Базар был легальный, чего нельзя было сказать про товар, которым там торговали. Несколько раз в день появлялись милиционеры в гражданской одежде. У них были красные повязки на рукавах и немецкие винтовки с изогнутыми курками. Завидев их, весь базар в панике разбегался. Бабы подхватывали тяжелые бидоны с молоком, корзины с яйцами и маслом, завернутым в бумагу, и семенили к выходу. Быстрее всех бежали те, кто приносил куски мяса в старых школьных ранцах. Удирали и покупатели, схватив в охапку покупки. Вскоре по площади бродили уже только солдаты, которые милиционеров не боялись и приходили продавать свои шинели и ушанки.
На базаре за сумку шоколада мать купила мне ворсистую шинель. Нашла и портного, который согласился перешить из нее пальто. Он сказал матери, что это его последняя работа в Дрогобыче: первым же эшелоном ПУРа[22]ПУР — Государственное репатриационное управление (до 1951 г.). он уезжает в Польшу.
Я шел следом за матерью, старательно обходя лужи, чтобы не забрызгать шинель, которую прижимал к груди. Мы миновали два сквера. На первом росли старые деревья — такие большие и густые, что заслоняли небо, хотя листьев на них уже не было. Второй сквер был поменьше. Среди кустов там вилась песчаная дорожка с торчащими из земли железными ножками от скамеек. За костелом и гимназией на Зеленой улице мать свернула направо.
Портной жил в одноэтажном доме на Флорианской, 12. В сенях мать взяла у меня шинель и подошла к двери, на которой висела табличка:
— Что значит «Бон»? — шепотом спросил я.
— Бонифаций, — ответила мать. — Целиком не поместился.
Нам открыл худой человечек в черном костюме и жилете с золотой цепочкой от часов. На шее у него висел сантиметр, а из кармана пиджака торчал блокнот. Жестами приглашая нас войти, он попятился в глубину комнаты, где как-то странно пахло.
— Милости просим, милости просим, — повторял он.
Взяв у матери шинель, он поднял ее за погоны, оглядел подкладку и понюхал под мышками.

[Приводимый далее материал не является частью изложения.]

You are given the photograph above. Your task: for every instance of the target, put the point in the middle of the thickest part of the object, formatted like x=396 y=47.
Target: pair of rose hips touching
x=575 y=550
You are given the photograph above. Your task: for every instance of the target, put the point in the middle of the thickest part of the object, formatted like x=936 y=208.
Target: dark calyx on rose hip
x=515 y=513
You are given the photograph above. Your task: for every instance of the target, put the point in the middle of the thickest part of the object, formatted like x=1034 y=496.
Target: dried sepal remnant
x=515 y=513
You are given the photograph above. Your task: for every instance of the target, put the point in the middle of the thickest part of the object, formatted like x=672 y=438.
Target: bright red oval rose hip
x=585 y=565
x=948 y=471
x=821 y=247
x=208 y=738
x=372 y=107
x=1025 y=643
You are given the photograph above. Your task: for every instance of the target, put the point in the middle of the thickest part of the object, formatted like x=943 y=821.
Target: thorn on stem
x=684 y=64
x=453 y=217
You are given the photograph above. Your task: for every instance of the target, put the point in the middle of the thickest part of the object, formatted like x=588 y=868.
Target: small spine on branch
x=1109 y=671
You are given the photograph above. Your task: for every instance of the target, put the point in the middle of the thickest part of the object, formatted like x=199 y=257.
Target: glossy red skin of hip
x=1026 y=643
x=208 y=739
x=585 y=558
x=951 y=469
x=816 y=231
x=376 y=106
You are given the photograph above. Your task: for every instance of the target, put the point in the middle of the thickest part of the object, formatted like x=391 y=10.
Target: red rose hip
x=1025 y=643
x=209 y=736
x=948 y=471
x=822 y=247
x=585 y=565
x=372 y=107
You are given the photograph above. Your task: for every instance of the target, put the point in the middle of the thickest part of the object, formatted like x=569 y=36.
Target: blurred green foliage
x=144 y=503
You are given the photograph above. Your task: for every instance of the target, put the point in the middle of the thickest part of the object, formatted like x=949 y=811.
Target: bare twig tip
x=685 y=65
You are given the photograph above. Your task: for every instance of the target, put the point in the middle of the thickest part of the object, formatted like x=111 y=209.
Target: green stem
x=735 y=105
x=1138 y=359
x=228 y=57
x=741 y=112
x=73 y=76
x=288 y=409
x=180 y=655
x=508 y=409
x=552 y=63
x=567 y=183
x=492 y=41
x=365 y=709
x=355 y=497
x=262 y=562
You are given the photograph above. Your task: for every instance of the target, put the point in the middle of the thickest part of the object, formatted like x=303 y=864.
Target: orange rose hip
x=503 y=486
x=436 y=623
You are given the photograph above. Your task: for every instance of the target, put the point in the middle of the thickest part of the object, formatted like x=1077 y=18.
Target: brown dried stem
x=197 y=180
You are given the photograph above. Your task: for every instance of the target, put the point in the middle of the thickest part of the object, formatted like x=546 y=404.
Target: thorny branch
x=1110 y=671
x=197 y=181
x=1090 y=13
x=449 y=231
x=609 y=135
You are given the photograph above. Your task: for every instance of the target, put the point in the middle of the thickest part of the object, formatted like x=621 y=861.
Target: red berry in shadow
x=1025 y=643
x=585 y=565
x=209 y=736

— Сукно хорошее, — одобрил. — Распорем. Лацканы, воротник и манжеты на выброс. Из остального выкроим. Пуговицы поменяем. Будет вам пальто. — Он бросил шинель на пол и опустился на колени, растягивая сантиметр. — От плеча до запястья. Стой свободно. — Записал размеры в блокнот и сунул карандаш за ухо.
— Пан Хурлюш, — спросила мать, — чем тут так приятно пахнет?
— Корицей. У евреев за стеной была бакалейная лавка.
— Вы, случайно, не знали пана Унтера из приюта?
— Я ему шил.
— Это был дядя его отца.
— Красивый человек, — сказал портной.
Голова стоящего на коленях портного находилась вровень с моей. В белках вокруг влажных зрачков проступали голубые и красные прожилки. А отца он знал? Может, тоже ему шил? Я испугался, что сейчас он у меня что-нибудь спросит. И так сильно зажмурился, что перед глазами замаячили разноцветные круги.
И тогда портняжный мастер стал медленно подниматься. Сперва кверху поплыл жилет с золотой цепочкой от часов, потом руки с сантиметром и, наконец, распрямляющиеся ноги. Под потолком пан Хурлюш удобно растянулся в воздухе и вытащил из-за уха остро отточенный карандаш.
«Уважаемая, — сказал он матери, — до войны я не только шил, но и рисовал для модных журналов. Этот костюм получил первую премию».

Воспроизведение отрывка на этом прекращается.